An improved boosting based on feature selection for corporate bankruptcy prediction

doi:10.1016/j.eswa.2013.09.033

Expert Systems with Applications

Volume 41, Issue 5, April 2014, Pages 2353-2361

https://doi.org/10.1016/j.eswa.2013.09.033 Get rights and content

Highlights

•
There is no overall best method has been used in predicting corporate bankruptcy.
•
A new and improved Boosting, FS-Boosting, is proposed to predict corporate bankruptcy.
•
Two datasets are selected to demonstrate the effectiveness and feasibility of FS-Boosting.
•
Experimental results reveal that FS-Boosting could be used as an alternative method.

Abstract

With the recent financial crisis and European debt crisis, corporate bankruptcy prediction has become an increasingly important issue for financial institutions. Many statistical and intelligent methods have been proposed, however, there is no overall best method has been used in predicting corporate bankruptcy. Recent studies suggest ensemble learning methods may have potential applicability in corporate bankruptcy prediction. In this paper, a new and improved Boosting, FS-Boosting, is proposed to predict corporate bankruptcy. Through injecting feature selection strategy into Boosting, FS-Booting can get better performance as base learners in FS-Boosting could get more accuracy and diversity. For the testing and illustration purposes, two real world bankruptcy datasets were selected to demonstrate the effectiveness and feasibility of FS-Boosting. Experimental results reveal that FS-Boosting could be used as an alternative method for the corporate bankruptcy prediction.

Introduction

Predicting corporation bankruptcy is an important management science problem and its main goal is to differentiate those corporations with a probability of distress from healthy corporations. Moreover, incorrect decision-making in financial institutions may run into financial difficulty or distress and cause many social costs affecting owners or shareholders, managers, government, etc. As a result, how to predict corporate bankruptcy has become a hot topic for both industrial application and academic research (Li et al., 2012, Olson et al., 2012, Zhou et al., 2014).

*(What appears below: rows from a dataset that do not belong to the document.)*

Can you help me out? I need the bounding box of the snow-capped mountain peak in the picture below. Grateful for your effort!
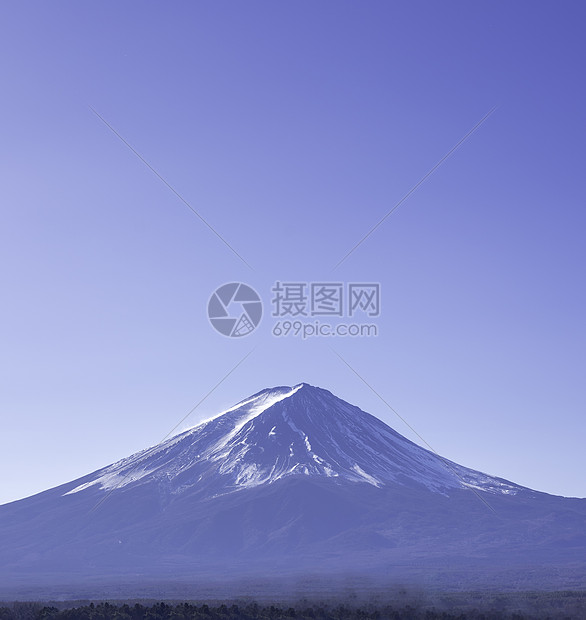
[66,383,522,496]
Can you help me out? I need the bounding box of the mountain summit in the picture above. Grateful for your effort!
[0,383,586,596]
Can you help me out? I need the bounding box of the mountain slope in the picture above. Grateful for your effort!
[0,384,586,587]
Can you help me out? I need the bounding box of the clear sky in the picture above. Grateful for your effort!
[0,0,586,502]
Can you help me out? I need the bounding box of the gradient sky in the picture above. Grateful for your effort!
[0,0,586,503]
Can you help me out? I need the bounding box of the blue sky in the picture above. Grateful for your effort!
[0,1,586,502]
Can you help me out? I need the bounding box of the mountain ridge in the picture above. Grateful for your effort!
[0,383,586,588]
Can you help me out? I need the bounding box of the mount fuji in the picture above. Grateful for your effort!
[0,383,586,591]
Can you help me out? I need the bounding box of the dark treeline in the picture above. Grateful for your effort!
[0,603,530,620]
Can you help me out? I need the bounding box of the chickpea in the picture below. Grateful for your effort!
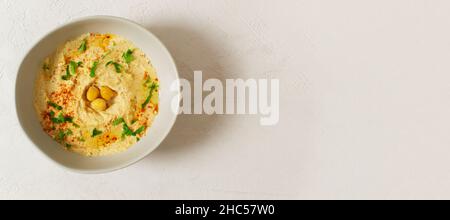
[91,98,108,111]
[86,86,100,102]
[100,86,116,101]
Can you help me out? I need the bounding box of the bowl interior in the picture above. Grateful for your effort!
[16,16,180,173]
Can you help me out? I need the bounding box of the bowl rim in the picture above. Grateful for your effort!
[14,15,181,174]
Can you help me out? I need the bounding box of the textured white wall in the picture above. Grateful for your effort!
[0,0,450,199]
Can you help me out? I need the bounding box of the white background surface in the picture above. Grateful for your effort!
[0,0,450,199]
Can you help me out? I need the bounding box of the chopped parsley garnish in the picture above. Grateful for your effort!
[122,123,136,137]
[78,40,87,53]
[106,61,122,73]
[89,61,98,78]
[69,61,78,75]
[122,123,145,138]
[49,111,73,124]
[141,83,158,109]
[47,101,62,111]
[91,128,103,137]
[113,117,125,126]
[122,49,134,64]
[61,61,83,80]
[55,129,73,141]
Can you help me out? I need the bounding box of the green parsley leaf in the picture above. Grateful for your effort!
[122,49,134,64]
[134,126,145,136]
[122,123,134,137]
[113,117,125,126]
[91,128,103,137]
[47,101,62,111]
[89,61,98,78]
[69,61,78,75]
[141,83,159,109]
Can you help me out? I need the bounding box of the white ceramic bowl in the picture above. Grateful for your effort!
[16,16,180,173]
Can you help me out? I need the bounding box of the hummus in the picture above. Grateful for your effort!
[34,33,159,156]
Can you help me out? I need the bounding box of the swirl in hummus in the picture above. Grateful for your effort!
[34,33,159,156]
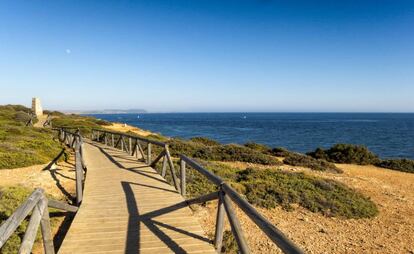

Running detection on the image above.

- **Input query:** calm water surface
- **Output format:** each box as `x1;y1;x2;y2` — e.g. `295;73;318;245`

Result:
93;113;414;159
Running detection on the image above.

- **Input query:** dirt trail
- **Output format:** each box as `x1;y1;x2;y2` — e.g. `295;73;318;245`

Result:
197;163;414;254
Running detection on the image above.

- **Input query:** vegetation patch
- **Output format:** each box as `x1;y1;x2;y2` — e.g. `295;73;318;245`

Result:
375;159;414;173
52;114;111;137
0;186;33;254
0;105;63;169
168;138;281;165
308;144;379;165
283;153;343;173
244;142;272;153
238;168;378;218
190;137;220;146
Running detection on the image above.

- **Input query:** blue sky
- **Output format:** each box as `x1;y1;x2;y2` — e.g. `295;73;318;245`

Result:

As there are no mature theories of corporate bankruptcy, studies in corporate bankruptcy have largely been based on trial and error iterative processes of selecting features and predictive models (Li and Sun, 2009, Zhou et al., 2014). With the development of statistics, artificial intelligence (AI), some statistical methods and intelligent methods have been proposed for corporate bankruptcy prediction. The statistical methods applied in corporate bankruptcy prediction mainly include Linear Discriminant Analysis (LDA), Multivariate Discriminant Analysis (MDA), Quadratic Discriminant Analysis (QDA), Logistic Regression Analysis (LRA), and Factor Analysis (FA) (Li and Sun, 2009, Zmijewski, 1984). However, the problem with applying these statistical techniques to corporate bankruptcy prediction is that some assumptions, such as the multivariate normality assumptions for independent variables, are frequently violated in the practice, which makes these techniques theoretically invalid for finite samples (Shin & Lee, 2002). In recent years, many studies have demonstrated that intelligent techniques such as Artificial Neural Networks (ANN), Decision Tree (DT), Case-Based Reasoning (CBR), Support Vector Machine (SVM) can be used as alternative methods for corporate bankruptcy prediction (Olson et al., 2012, Tsai and Wu, 2008). In contrast with statistical techniques, intelligent techniques do not assume certain data distributions and automatically extract knowledge from training samples (Wang, Ma, Huang, & Xu, 2012).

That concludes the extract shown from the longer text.